How to interpret this (commercially):
- Demand is real, but export performance can swing with domestic policy, pricing, and value-added pipeline maturity.
- For importers, this increases the value of suppliers that can contract reliably, hold specs, and build redundancy across sourcing clusters.
Where the Next Demand is Coming From (post-IYM)
Across buyer conversations, three demand engines are proving most durable:
- Health + formulation economics (not just marketing):
Millets offer strong positioning (gluten-free options, fiber/protein narratives), while enabling cost-effective multigrain formulations in many categories.

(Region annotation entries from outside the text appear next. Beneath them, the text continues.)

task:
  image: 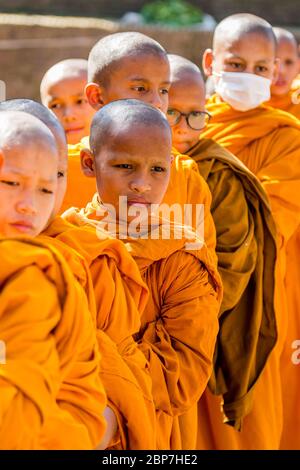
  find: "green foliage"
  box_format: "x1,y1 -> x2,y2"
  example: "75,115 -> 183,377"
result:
141,0 -> 203,26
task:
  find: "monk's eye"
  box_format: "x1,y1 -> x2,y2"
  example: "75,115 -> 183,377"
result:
41,188 -> 53,194
49,103 -> 62,109
160,88 -> 169,95
1,180 -> 20,186
132,86 -> 146,93
228,62 -> 242,70
284,59 -> 295,67
114,163 -> 132,170
76,98 -> 87,104
151,166 -> 166,173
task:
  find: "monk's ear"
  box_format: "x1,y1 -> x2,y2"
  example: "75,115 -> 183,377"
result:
272,57 -> 280,85
202,49 -> 214,77
85,82 -> 104,110
80,149 -> 95,178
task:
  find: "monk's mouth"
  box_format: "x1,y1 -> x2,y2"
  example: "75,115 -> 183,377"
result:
66,127 -> 84,134
275,80 -> 287,86
10,222 -> 34,233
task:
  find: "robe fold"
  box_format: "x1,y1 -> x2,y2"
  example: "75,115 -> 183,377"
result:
189,139 -> 277,438
262,86 -> 300,450
266,90 -> 300,119
0,238 -> 106,449
67,204 -> 222,449
44,217 -> 156,450
202,95 -> 300,449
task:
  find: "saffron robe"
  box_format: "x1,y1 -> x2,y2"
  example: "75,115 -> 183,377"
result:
0,239 -> 106,449
44,217 -> 156,450
65,203 -> 222,449
188,139 -> 277,439
203,95 -> 300,449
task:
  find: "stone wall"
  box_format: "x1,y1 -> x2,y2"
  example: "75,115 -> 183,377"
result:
0,15 -> 212,99
0,12 -> 300,99
0,0 -> 300,26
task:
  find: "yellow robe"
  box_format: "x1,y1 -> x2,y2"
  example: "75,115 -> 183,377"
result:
66,198 -> 222,449
268,87 -> 300,450
0,239 -> 106,449
44,217 -> 156,449
203,95 -> 300,449
266,87 -> 300,119
189,139 -> 277,436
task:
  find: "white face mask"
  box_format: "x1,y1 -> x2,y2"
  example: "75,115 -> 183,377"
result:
213,72 -> 271,111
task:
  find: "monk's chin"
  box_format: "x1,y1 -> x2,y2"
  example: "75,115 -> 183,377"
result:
173,142 -> 192,153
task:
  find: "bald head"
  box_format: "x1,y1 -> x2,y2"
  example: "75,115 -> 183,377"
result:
213,13 -> 276,53
271,28 -> 300,96
168,54 -> 205,90
0,99 -> 68,222
0,99 -> 67,159
40,59 -> 88,100
0,111 -> 58,236
88,32 -> 167,86
0,111 -> 58,154
90,100 -> 171,156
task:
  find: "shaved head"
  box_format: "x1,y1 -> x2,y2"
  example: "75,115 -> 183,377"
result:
88,32 -> 167,86
0,99 -> 68,219
90,99 -> 172,156
213,13 -> 276,53
0,111 -> 58,157
273,28 -> 298,54
0,111 -> 58,236
167,54 -> 206,153
168,54 -> 205,90
0,99 -> 67,158
40,59 -> 88,99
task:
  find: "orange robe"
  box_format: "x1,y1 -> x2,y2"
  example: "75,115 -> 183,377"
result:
266,87 -> 300,119
66,198 -> 222,449
203,95 -> 300,449
189,139 -> 276,442
61,137 -> 216,253
0,239 -> 106,449
262,91 -> 300,450
44,217 -> 156,449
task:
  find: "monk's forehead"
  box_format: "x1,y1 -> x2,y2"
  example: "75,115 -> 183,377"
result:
110,51 -> 170,78
214,31 -> 276,58
213,21 -> 276,53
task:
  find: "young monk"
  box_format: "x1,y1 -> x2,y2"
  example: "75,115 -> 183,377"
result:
64,100 -> 221,449
0,99 -> 156,449
268,28 -> 300,449
40,59 -> 95,144
63,32 -> 215,258
0,112 -> 106,449
202,14 -> 300,449
167,55 -> 276,448
40,59 -> 96,211
267,28 -> 300,119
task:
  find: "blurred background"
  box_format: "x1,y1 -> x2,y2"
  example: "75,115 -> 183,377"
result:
0,0 -> 300,99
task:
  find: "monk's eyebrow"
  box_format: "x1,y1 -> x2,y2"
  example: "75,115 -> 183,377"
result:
130,77 -> 149,82
7,168 -> 56,184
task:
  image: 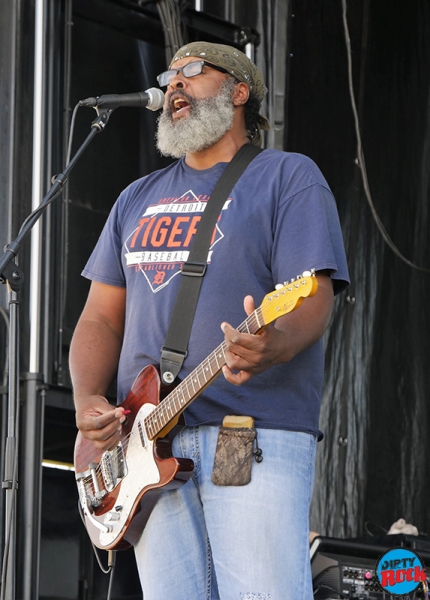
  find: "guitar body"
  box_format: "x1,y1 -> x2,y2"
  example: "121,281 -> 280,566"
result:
75,271 -> 318,550
74,365 -> 194,550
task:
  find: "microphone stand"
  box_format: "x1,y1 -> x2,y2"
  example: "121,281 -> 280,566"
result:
0,107 -> 114,600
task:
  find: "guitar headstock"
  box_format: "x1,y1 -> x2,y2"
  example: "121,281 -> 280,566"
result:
260,269 -> 318,325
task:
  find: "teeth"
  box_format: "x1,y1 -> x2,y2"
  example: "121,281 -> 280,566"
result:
173,98 -> 188,110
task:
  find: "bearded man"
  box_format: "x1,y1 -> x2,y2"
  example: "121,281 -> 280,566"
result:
70,42 -> 348,600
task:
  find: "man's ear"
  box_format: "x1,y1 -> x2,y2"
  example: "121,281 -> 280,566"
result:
233,81 -> 249,106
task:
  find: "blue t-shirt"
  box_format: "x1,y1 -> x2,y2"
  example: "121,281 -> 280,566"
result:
83,150 -> 349,435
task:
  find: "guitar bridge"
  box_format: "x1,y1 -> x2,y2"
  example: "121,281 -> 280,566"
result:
100,442 -> 127,492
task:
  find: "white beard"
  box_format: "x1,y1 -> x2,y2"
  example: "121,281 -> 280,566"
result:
157,78 -> 236,158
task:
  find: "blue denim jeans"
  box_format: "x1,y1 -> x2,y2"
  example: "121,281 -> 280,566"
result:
135,426 -> 316,600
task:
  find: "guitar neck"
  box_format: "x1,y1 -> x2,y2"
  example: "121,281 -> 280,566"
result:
145,307 -> 265,439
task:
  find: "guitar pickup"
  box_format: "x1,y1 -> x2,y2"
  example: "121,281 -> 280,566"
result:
100,442 -> 127,492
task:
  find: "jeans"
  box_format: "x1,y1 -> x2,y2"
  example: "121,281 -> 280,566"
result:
135,426 -> 316,600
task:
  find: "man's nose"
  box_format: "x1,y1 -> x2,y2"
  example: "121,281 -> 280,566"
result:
169,71 -> 186,90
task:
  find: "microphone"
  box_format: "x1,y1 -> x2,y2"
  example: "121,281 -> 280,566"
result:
79,88 -> 164,110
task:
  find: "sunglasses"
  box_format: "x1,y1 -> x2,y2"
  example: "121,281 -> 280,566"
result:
157,60 -> 232,87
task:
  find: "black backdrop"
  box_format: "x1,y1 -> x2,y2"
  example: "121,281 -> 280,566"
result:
286,0 -> 430,537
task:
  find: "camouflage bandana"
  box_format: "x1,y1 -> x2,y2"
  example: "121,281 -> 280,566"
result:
169,42 -> 270,146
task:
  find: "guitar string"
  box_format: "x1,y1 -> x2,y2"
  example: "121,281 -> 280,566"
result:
83,280 -> 312,488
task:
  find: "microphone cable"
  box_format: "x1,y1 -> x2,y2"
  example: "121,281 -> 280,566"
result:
342,0 -> 430,273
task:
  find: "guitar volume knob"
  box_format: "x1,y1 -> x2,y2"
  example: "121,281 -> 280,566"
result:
106,510 -> 120,521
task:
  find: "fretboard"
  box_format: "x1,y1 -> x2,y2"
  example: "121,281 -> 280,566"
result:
144,307 -> 265,439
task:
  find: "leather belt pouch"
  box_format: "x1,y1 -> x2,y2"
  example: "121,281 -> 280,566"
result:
212,417 -> 257,486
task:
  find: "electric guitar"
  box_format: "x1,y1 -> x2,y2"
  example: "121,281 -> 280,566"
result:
74,271 -> 318,550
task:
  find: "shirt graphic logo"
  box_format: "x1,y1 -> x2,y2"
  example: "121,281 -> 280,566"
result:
124,190 -> 232,293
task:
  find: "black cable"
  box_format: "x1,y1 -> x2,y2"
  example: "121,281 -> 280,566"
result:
342,0 -> 430,273
0,401 -> 19,600
66,102 -> 81,166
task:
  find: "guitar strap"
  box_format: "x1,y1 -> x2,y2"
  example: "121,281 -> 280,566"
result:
160,144 -> 262,384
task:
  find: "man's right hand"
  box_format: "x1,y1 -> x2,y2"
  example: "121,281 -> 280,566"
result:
75,396 -> 127,450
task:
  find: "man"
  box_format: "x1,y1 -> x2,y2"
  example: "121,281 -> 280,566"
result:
70,42 -> 348,600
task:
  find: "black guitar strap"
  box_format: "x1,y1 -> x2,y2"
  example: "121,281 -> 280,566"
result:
160,144 -> 262,384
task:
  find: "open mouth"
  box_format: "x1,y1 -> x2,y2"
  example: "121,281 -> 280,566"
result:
170,96 -> 191,116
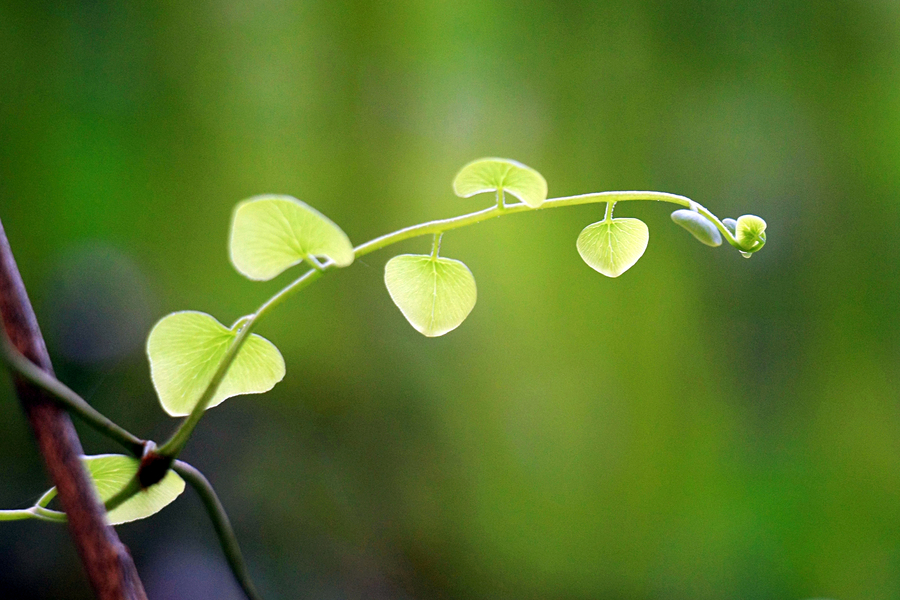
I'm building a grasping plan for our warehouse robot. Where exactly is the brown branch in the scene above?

- Climate resilience sourcing:
Millets’ reputation as hardy crops supports importer risk narratives, especially as buyers face climate-linked supply volatility.
- Processing and convenience:
The next export growth wave is likely to come from ingredient formats (cleaned, graded, ready-to-mill grains; flours; semolina-like cuts; and controlled blends). Value-added millet exports remain relatively small, this is precisely where exporters can build differentiation.
How RNG Agro Exports Positions as a Strategic Millet Sourcing Partner
In post-IYM trade, buyers do not reward “availability”; they reward repeatability. RNG Agro Exports can position itself as a strategic partner by operating as a spec-led supply program manager, not a spot trader.
What sophisticated buyers typically value and what RNG Agro Exports can emphasize:
- Multi-origin cluster sourcing within India to reduce single-region risk
- Exporter-grade cleaning, grading, and packaging aligned to destination specs
- Pre-shipment testing and documentation discipline (COA support, traceability pack)
- Program-based contracting for consistent monthly/quarterly shipments
- Clear specification alignment for grain type, moisture, foreign matter, and application (retail vs milling vs processing)
This is how you shift the buyer’s mental model from “commodity purchase” to sourcing partnership.
Conclusion: The Post-IYM Opportunity Belongs to Execution-led Exporters
The International Year of Millets created awareness; the post-IYM market will be won by suppliers that can deliver industrial consistency i.e. spec compliance, documentation, and dependable shipment performance. India has the production depth to remain a preferred origin, but importer trust will increasingly concentrate around exporters who can run repeatable, audit-friendly supply programs.